After looking at the ratings we wanted to get an idea about our SpaCy vector score and the Sentiment score and see how their values were distributed. We can see on the right that even though the overall range of the sentiment score was -1 to 1 the bulk of the scores fall into a smaller range of -.25 to .5.
And similarly for the spacy score which ranged from 0 to 8.5 but had most of the data in the range of 2.5 to 4. We wanted to keep that in mind when comparing RMSE scores later.
When doing predictions using only user ratings, our top performing models were the Baseline model, the KNN Baseline model and the SVD model. As you can see, the SVD model got a slightly better RMSE score than the Baseline model, and the KNN Baseline model was not too far behind. The baseline model takes user and item biases into account when predicting the ratings. The KNN Baseline model used item-item collaborative filtering. The SVD model is also a collaborative filtering system, and is a technique that reduces dimensionality. Both the KNN Baseline and SVD models also take biases into account.
Next we wanted to look at the sentiment and SpaCy scores that we got from the reviews. We used the SVD recommendation model with these scores to see if they would do a better job than the user rating. We found that the sentiment score worked much better than the SpaCy vector score for our RMSE value. Now we can look at all the results together for our different models to pick our best one.
And finally we get to our final results. We can see here that the best model by RMSE was the one that only used a sentiment score. Even though the range was the smallest the RMSE variance was still smaller than the other models. However in the end we decided to go with the SVD model using user ratings as that one had the most diverse recommendations compared to the sentiment scores which almost exclusively recommended the very top rated anime. However, if a person has fewer than 3 reviews/ratings, we could use the sentiment SVD model to give recommendations to address the cold start problem
Lastly, we wanted to see how this model would perform so we decided to input our own ratings for different anime to see if the recommendations would be something we would like. We took ratings for multiple anime from a classmate and ourselves and looked at the top 10 recommendations. Since we didn’t put all the anime we have seen, it recommended some anime that we had previously watched and enjoyed, so it looks like the model is doing a good job overall.

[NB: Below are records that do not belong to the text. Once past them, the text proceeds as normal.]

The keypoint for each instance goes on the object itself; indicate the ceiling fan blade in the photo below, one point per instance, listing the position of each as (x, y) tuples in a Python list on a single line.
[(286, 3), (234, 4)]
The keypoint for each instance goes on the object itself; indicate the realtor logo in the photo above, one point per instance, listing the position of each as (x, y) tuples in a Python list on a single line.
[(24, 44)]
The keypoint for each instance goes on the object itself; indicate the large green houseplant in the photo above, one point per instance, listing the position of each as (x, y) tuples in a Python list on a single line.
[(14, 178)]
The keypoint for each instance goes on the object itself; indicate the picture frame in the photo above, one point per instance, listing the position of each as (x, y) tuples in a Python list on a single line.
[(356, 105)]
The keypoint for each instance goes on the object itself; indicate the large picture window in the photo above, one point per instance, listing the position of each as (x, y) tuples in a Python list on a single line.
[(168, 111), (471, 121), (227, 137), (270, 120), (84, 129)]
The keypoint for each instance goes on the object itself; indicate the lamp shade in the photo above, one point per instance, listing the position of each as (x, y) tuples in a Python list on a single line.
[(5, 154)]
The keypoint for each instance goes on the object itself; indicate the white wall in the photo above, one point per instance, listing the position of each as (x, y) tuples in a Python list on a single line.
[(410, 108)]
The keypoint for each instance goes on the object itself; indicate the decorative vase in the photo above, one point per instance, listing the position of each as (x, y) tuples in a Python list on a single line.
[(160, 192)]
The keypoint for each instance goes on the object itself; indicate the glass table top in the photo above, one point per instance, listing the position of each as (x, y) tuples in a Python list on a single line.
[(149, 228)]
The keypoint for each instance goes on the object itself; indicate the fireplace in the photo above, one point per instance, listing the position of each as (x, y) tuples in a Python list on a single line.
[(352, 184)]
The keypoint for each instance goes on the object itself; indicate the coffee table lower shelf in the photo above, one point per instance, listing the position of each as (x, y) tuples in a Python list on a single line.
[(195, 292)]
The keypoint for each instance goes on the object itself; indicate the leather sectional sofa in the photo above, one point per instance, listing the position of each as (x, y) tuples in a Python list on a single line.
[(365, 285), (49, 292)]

In conclusion, our best model using just ratings was the collaborative filtering based SVD model, and the model that had the lowest RMSE was the SVD model using the calculated sentiment scores. The downside of the sentiment score SVD model is that it requires user reviews to give recommendations so it is not the best for new users and that also made it harder to test with real people. However, it might be something to use later on once the user base grows and if we can persuade users to actually write reviews for the anime they watch.
Giving a rating is much easier and quicker, so it is more practical and usable for the general audience. This is why we stuck with the ratings SVD model and based on our few tests, it seems to have done a good job, even recommending anime we had not watched before.

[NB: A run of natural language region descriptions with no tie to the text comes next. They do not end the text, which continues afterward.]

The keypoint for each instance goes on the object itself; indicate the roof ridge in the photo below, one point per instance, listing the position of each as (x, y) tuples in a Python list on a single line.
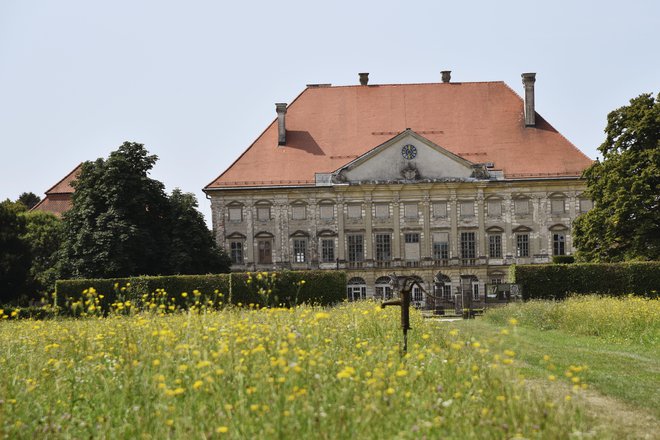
[(254, 142), (62, 180), (407, 84)]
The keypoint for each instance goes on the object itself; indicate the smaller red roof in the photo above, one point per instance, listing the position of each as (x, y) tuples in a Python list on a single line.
[(58, 197)]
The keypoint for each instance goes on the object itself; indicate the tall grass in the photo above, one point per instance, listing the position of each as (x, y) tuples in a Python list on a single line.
[(271, 373), (629, 319)]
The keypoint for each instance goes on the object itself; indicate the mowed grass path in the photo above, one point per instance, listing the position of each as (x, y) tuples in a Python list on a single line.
[(628, 372), (615, 338), (273, 373)]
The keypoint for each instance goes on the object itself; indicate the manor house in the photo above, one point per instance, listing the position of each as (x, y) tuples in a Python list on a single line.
[(450, 182)]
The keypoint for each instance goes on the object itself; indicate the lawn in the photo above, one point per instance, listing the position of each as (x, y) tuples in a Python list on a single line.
[(272, 373), (332, 373)]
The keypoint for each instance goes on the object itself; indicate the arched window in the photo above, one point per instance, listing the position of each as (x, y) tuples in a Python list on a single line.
[(418, 297), (470, 284), (383, 288), (442, 287), (356, 289)]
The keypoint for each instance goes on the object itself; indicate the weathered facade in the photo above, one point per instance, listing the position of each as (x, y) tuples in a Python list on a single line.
[(448, 182)]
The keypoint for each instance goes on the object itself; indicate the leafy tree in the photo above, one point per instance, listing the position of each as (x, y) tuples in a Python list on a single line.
[(117, 225), (14, 253), (29, 199), (192, 248), (44, 234), (122, 223), (625, 187)]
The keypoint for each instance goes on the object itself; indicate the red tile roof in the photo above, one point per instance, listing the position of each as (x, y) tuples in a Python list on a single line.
[(328, 127), (58, 197)]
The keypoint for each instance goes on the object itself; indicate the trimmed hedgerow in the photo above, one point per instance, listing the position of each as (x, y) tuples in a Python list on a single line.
[(286, 288), (563, 259), (556, 281)]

There were some things we couldn’t get to that we wish we could have improved upon. One of those was to possibly find and use a different library to create a recommendation model that could take the NLP data and ratings into account simultaneously. Another would be to find a way to add all user ratings/reviews for anime with multiple seasons under one name so that multiple or later seasons of an anime would not come up as recommendations and they would be more meaningful and practical.